Na segunda-feira, quando o coração do monarca D. Pedro I no Brasil (IV em Portugal) chegou a Brasília, o parlamentar, que preside à Comissão Especial Curadora do Senado para o Bicentenário da Independência do Brasil, enviou um ofício ao Presidente, Jair Bolsonaro, pedindo informações sobre os custos totais envolvidos no translado do órgão, dando um prazo até cinco dias.
"Sem prejuízo da relevância das comemorações solenes ao bicentenário da independência, é preciso mais que nunca sinalizar sobriedade e comedimento nos gastos públicos, seja pelo estado de penúria económica generalizada que o país atravessa”, frisou a petição de Rodrigues.
“Seja pelo risco de abuso da máquina pública que ronda o uso político desta solenidade para fins de promoção pessoal em pleno calendário eleitoral", acrescentou o senador.

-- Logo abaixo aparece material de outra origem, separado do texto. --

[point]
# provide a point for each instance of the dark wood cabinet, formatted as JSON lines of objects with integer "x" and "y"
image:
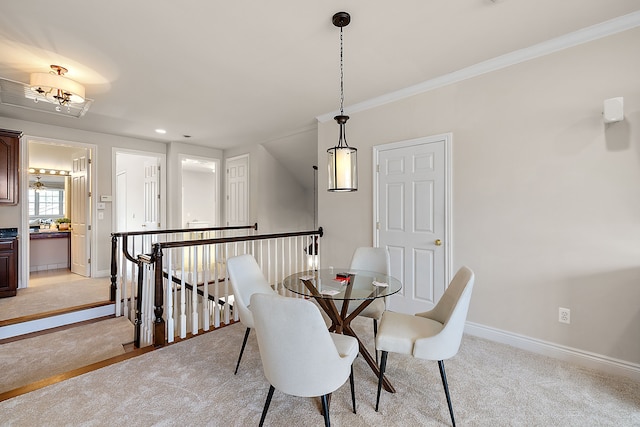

A relíquia é guardada na igreja da Irmandade de Nossa Senhora da Lapa, no Porto, há 187 anos, mas chegou ao Brasil na segunda-feira (22) e ficará no país até 8 de setembro.
Além da reação do líder da oposição, a presença destes restos mortais de D. Pedro IV gerou protestos públicos de personalidades como a antropóloga e autora de vários livros sobre a história do Brasil Lilia Schwarcz, que escreveu um longo texto no Instagram contra o uso político do coração de D.Pedro.
“Em 1972 veio o corpo de D. Pedro I. Já foi um fiasco pois o corpo do Imperador não coube no jazigo e ficou quatro anos numa mesa. Mas agora é pior: o coração é só emprestado. O órgão morto será saudado como se o próprio D. Pedro — que renunciou em 1831 no auge da sua impopularidade — estivesse de volta”, escreveu.
“Chega a ser grotesco o programa do Governo. Está prevista ainda uma cerimónia no dia 6 de setembro com chefes de Estado dos países de língua portuguesa, com a presença do Presidente de Portugal. Vergonha!”, acrescentou na mesma publicação, que apresenta um quadro de D. Pedro pintado por um artista desconhecido em 1834, acrescido da frase “deixe meu coração em paz”.
Luiz Antônio Simas, escritor, professor e historiador brasileiro, usou a sua conta nas redes sociais para ironizar a viagem do órgão, defendendo que “já que o coração de D. Pedro chegou - e considerando que a invasão napoleónica trouxe a corte portuguesa para cá [Brasil] e marcou o início do processo de independência - sugiro que tragam também para as celebrações o pénis de Napoleão Bonaparte.”
A deputada federal de oposição Talíria Petrone escreveu no Twitter que num “Brasil marcado pelo colonialismo e pela falsa abolição, a chegada do coração de D. Pedro I e o empenho do Governo federal em trazê-lo é o retrato do que Bolsonaro fez com o país: ao invés de investir energia nas demandas do povo, insiste em fazer acenos ao passado!”
As redes sociais também foram usadas para divulgar 'memes' (imagens humorísticas) satirizando a viagem e a exposição do órgão, que foi recebido na terça-feira numa cerimónia no Palácio do Planalto pelo Presidente brasileiro, Jair Bolsonaro.
Um 'meme' mostrava uma foto de um frasco vazio e a frase: “dizem que em agradecimento ao coração de D. Pedro, o Planalto [Governo brasileiro] vai enviar a Portugal o cérebro de ‘Bozonaro’. Imagem abaixo.”
Ignorando as críticas da oposição, porém, perfis nas redes sociais que promovem o Presidente brasileiro como “TV Bolsonaro 22” e apoiantes publicaram nesta quarta-feira um vídeo filmado na véspera, quando Bolsonaro recebeu o órgão numa cerimónia oficial com honras de chefe de Estado.
As imagens mostram o Presidente brasileiro com dezenas de crianças que acompanharam a cerimónia de apresentação dos restos mortais de D. Pedro gritando a palavra ‘mito’ ao referirem-se ao chefe de Estado.
Conservado em formol dentro de um recipiente de vidro e, este, dentro de um escrínio de prata dourada, o coração D. Pedro I do Brasil e IV de Portugal, regressará à cidade do Porto em 09 de setembro, ficando novamente em exposição nos dias 10 e 11, antes de voltar a ser guardado a cinco chaves.
Antes de viajar temporariamente para o país sul-americano, que se tornou independente de Portugal em 1822, sob a liderança de D. Pedro que se tornou o primeiro imperador do Brasil, o coração do "rei soldado", foi conservado no Porto desde fevereiro de 1835 e raras vezes saiu do mausoléu da capela-mor da igreja da Lapa.